By War’s End, the Americans Were the Only Forces Still Eager For Combat
Germany’s decision to call it a day was a good thing for all involved, because by then Britain and France, who had been engaged with the Kaiser’s troops in a four year uninterrupted death grapple on the Western Front, were themselves nearing the end of their tether. British and Dominion troops had suffered about a million deaths and millions more injured, while Britain herself was on the verge of financial ruin, having mortgaged itself to the hilt to pay for the war. France was even worse off, having suffered more casualties from a smaller population base, and a dispirited French Army had engaged in widespread mutinies a year earlier, after one too many harebrained assaults produced nothing but staggering casualties.
Indeed, had it not been for the arrival of fresh American troops, it could well have been the Entente Powers chucking it in and throwing the towel in 1918. Luckily for the Entente, and unfortunately for the Germans, America’s entry into the conflict decisively tilted the balance of power in favor of the former and against the latter. In line with just how exhausting and close run a thing the war had been, those engaged in it since the beginning in 1914 were ready to wait for the clock to run once it became clear that the Germans were about to give up. Except for the Americans, that is.

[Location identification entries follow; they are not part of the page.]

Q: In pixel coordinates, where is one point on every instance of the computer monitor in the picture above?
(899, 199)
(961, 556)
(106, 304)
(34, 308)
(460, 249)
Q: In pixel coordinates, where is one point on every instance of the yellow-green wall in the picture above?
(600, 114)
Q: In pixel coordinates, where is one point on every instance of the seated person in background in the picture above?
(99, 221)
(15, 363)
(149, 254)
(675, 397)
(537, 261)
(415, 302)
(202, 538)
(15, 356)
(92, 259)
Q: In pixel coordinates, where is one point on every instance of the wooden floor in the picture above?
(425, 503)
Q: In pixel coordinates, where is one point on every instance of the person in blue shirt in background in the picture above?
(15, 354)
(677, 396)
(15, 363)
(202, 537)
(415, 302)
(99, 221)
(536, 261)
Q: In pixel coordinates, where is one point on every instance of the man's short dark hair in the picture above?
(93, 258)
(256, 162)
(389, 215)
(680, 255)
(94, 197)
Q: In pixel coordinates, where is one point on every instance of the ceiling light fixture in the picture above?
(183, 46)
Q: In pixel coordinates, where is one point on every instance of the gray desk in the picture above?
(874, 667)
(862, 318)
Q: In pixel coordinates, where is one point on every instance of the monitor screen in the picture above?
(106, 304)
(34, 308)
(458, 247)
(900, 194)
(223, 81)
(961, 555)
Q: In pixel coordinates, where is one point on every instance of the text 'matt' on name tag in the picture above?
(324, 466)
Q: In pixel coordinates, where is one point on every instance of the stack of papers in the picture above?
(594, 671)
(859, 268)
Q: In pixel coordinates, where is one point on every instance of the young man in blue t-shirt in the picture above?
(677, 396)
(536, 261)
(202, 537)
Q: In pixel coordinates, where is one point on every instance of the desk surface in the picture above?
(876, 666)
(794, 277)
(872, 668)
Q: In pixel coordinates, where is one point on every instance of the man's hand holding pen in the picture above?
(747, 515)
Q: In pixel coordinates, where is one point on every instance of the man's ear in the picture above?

America had declared war against Germany on April 6th, 1917, but it took over a year before American forces arrived in France in significant numbers. Between the need to create a mass army from scratch – the US Army had numbered only 100,000 men as late as 1916 – then organize, train, equip, and ship it overseas, it was not until the spring of 1918 that American forces began landing in France in large numbers. The American buildup steadily gathered pace, and by the summer of 1918, US forces were landing in France at a rate of 10,000 soldiers a day, at a time when the Germans were unable to replace their losses.
The British and French welcomed the new arrivals, who got there just in time to help beat back the Germans’ Spring Offensive of March to July, 1918 – a last gasp effort by the Kaiser’s men to win the war before America made her weight felt and made the war unwinnable for Germany. The newly arrived troops, brimming with typical American optimism, were fresh and full of fight, eager to come to grips with the Germans and show them what’s what.
Inexperienced American commanders were even more eager than their men, whom they repeatedly launched against the Germans in full frontal attacks, utilizing flawed tactics that had been abandoned by the French and British years earlier. The results were often high American casualties, not commensurate with the gains achieved. However, the American soldiers’ elan often made up for what their commanders lacked in tactical savvy. It was against that backdrop of American eagerness to take the fight to the enemy, coupled with a barely concealed element of “we just got here” line of thinking, that the final Armistice was negotiated.